Passaggio 2: aggiungi le informazioni di contatto e i dettagli personali

Le tue informazioni di contatto/personali dovrebbero sempre essere in cima al tuo curriculum, in una cosiddetta intestazione.

Rispetto alle altre sezioni del curriculum, compilare la sezione delle informazioni di contatto può sembrare semplicissimo. Questo fino a quando non inizi a farti altre domande.

Devi mettere il tuo indirizzo sul curriculum? Come includere i social media, e dovresti farlo? E la data di nascita?

Beh, vediamo:

  • Nome. Assolutamente necessario. Metti il nome prima e il cognome dopo. Il secondo nome è facoltativo.
  • Titolo. Facoltativo. Se stai facendo domanda per una posizione in un campo tradizionale o specializzato, è bene aggiungere il tuo dottorato di ricerca, MBA o altri titoli.
  • Indirizzo e-mail. Assolutamente necessario, anche quando invii la tua candidatura via e-mail. Il tuo indirizzo e-mail dovrebbe sembrare professionale (ad esempio john.day@gmail.com, NON johnny69@gmail.com). Usa sempre il tuo indirizzo e-mail personale, non quello con il dominio del tuo attuale datore di lavoro.
  • Indirizzo di casa. Un po' problematico. Il tuo quartiere può dire molto su di te in alcuni casi, e rivelare che vivi in una certa zona può portare a discriminazioni. D'altra parte, se vivi nella stessa città dell'azienda, potrebbe aiutarti a ottenere il lavoro, perché l'azienda risparmia sui costi di trasferimento (ovviamente, solo se il lavoro non è da remoto).
  • Numero di telefono. È necessario. Molti datori di lavoro ti chiameranno al telefono per fissare un colloquio, invece di farlo via e-mail.
  • LinkedIn. Consigliato. E se non hai ancora un profilo LinkedIn, valuta la possibilità di crearne uno. Assicurati che il tuo profilo sia completo e aggiornato.
  • Social media. Facoltativo. Includilo solo se è pertinente al tuo lavoro. GitHub, Behance e persino il tuo profilo Facebook o Instagram andranno bene (se pubblichi regolarmente contenuti che hanno a che fare con la tua professione). Ecco alcuni consigli su come includere i tuoi social media.
  • Blog/sito web. Facoltativo. Simile ai social media. Se hai un blog, un sito web o un portfolio digitale legato alla tua professione, non aver paura di mostrarlo.
  • Foto. Problematico. Dipende dal Paese. Nella maggior parte dei Paesi anglofoni non si aggiunge una foto. Consulta questa guida per sapere se è opportuno inserire una foto nel tuo curriculum.
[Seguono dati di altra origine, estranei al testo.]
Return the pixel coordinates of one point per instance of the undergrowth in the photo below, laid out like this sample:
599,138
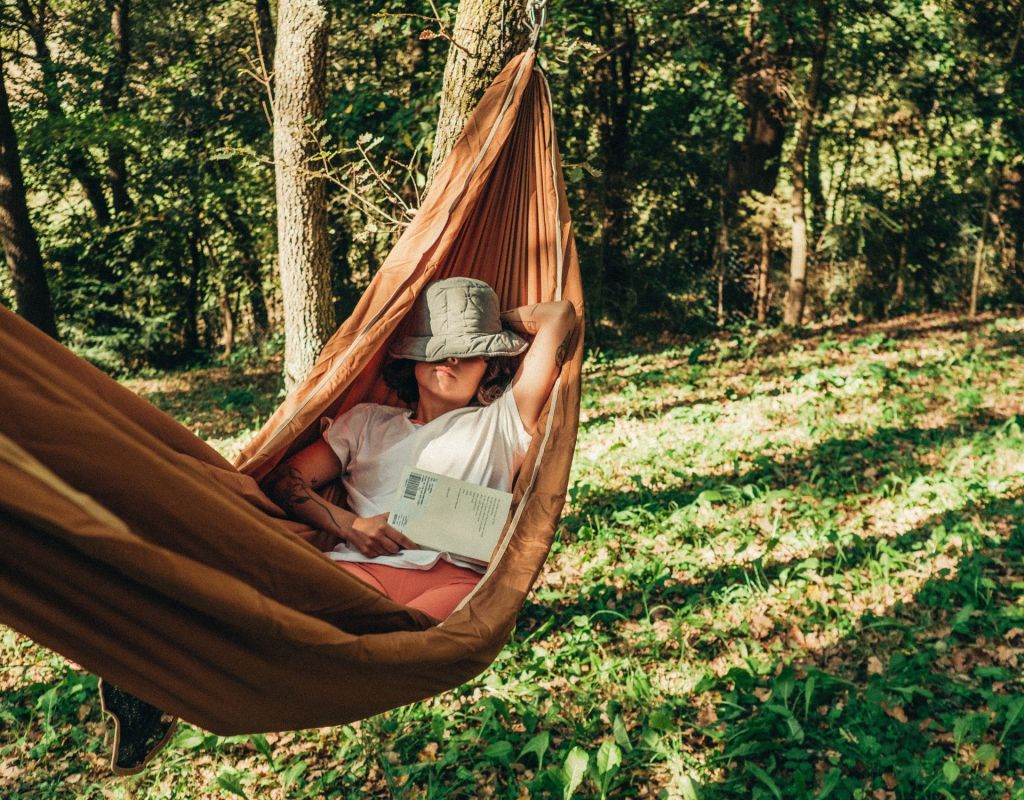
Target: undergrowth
786,569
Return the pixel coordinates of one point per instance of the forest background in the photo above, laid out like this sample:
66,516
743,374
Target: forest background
788,565
688,130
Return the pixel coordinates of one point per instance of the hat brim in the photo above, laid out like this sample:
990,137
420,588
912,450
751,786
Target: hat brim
436,348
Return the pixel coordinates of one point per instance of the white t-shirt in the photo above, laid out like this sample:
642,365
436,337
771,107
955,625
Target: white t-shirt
483,445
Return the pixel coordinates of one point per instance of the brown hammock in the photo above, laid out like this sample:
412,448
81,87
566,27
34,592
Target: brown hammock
133,548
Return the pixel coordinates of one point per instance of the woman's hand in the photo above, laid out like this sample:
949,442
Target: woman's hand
552,326
372,536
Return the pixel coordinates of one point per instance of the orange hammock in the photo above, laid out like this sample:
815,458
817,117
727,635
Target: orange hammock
133,548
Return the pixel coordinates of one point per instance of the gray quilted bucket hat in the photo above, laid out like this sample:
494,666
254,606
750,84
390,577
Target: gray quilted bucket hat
457,318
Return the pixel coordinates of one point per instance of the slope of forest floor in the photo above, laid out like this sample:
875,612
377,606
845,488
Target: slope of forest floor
786,569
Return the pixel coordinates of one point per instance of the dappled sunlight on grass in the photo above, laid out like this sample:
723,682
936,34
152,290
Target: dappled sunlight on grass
786,567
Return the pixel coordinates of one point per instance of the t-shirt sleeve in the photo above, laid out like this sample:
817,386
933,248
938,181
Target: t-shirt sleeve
510,423
345,433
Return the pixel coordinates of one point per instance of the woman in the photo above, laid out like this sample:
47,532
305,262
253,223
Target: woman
467,421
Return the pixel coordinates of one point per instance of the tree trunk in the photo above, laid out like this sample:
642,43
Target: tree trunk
764,267
78,161
110,100
754,162
299,66
486,34
615,92
32,294
265,33
815,191
995,170
796,295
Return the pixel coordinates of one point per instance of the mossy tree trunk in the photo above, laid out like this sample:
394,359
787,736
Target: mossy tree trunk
797,293
487,34
32,294
299,66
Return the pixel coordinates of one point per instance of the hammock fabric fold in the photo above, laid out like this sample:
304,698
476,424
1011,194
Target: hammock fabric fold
133,548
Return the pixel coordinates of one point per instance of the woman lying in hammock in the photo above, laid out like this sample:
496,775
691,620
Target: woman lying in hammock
471,419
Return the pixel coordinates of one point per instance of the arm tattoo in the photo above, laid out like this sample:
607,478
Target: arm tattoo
291,491
563,349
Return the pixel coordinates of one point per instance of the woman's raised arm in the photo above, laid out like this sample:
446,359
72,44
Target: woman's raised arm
552,326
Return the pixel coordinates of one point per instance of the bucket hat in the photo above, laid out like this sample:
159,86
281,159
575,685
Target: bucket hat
457,318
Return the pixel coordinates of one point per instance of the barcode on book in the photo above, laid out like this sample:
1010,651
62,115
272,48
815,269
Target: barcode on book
412,487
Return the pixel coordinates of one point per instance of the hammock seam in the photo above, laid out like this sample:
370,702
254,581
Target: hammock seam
387,305
559,260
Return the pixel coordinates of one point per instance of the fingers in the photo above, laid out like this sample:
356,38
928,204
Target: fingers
378,538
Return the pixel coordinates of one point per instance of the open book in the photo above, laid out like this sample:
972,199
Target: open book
455,516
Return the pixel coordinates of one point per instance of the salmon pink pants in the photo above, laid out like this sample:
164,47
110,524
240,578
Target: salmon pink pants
435,591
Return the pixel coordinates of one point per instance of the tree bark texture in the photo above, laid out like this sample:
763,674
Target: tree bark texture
754,162
78,162
299,66
110,99
764,268
797,293
995,170
265,33
614,83
32,294
486,34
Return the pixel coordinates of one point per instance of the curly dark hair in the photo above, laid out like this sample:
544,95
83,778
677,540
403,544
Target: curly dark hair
399,375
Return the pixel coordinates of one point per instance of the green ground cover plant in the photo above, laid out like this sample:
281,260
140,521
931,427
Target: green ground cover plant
786,569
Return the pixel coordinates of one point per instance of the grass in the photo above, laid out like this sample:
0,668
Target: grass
786,569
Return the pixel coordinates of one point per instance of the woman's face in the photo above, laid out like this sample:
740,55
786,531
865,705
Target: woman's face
453,380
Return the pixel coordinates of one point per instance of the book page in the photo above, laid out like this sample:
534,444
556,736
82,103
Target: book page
455,516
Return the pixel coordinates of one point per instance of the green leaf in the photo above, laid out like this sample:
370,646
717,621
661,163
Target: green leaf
765,779
621,733
1013,714
609,757
573,769
189,741
230,781
291,775
987,755
538,746
500,751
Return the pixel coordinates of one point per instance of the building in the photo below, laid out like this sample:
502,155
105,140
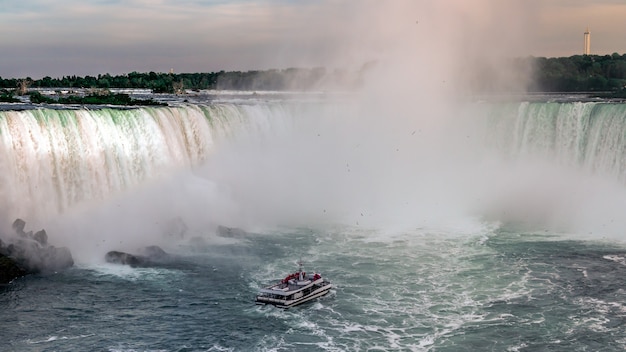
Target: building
587,49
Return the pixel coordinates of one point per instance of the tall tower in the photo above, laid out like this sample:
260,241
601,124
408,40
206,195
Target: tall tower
587,49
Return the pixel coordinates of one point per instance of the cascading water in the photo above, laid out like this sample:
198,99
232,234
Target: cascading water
55,159
590,136
111,179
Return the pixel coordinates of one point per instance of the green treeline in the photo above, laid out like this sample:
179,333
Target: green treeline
287,79
578,73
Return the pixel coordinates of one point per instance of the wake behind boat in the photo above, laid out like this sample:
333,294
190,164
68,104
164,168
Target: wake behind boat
294,289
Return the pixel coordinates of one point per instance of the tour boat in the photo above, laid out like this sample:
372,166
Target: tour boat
294,289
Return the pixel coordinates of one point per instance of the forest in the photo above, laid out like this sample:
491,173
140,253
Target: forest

Passaggio 3: Inizia con il tuo riassunto professionale

Il tuo riassunto professionale dovrebbe essere un elenco di circa 4-5 punti o un breve paragrafo che riassume le tue competenze, esperienze e risultati rilevanti.

Puoi considerarlo come un'anteprima del resto del tuo curriculum. Assicurati che sia abbastanza interessante da catturare subito l'attenzione del responsabile delle assunzioni.

Ma come si scrive un buon riassunto professionale?

  1. Scrivi il tuo riassunto professionale per ultimo. È sorprendentemente facile da fare se hai già completato le altre sezioni del tuo curriculum.
  2. Il primo punto dovrebbe descrivere il tuo titolo professionale. Non dimenticare di aggiungere il numero di anni di esperienza. Scrivilo in grassetto se il numero è particolarmente impressionante.
  3. Scegli le parti più impressionanti del tuo curriculum e riscrivile in punti elenco accattivanti. Stuzzica il tuo potenziale datore di lavoro a continuare a leggere.
  4. Riempi il tuo riassunto professionale con parole chiave rilevanti. Pensa all'ATS. Questo ti aiuterà a superare le preselezioni automatiche.
  5. Se possibile, quantifica ogni risultato raggiunto. Questo ti farà sembrare ancora più professionale.
  6. Collega ogni punto ai requisiti indicati nell'offerta di lavoro.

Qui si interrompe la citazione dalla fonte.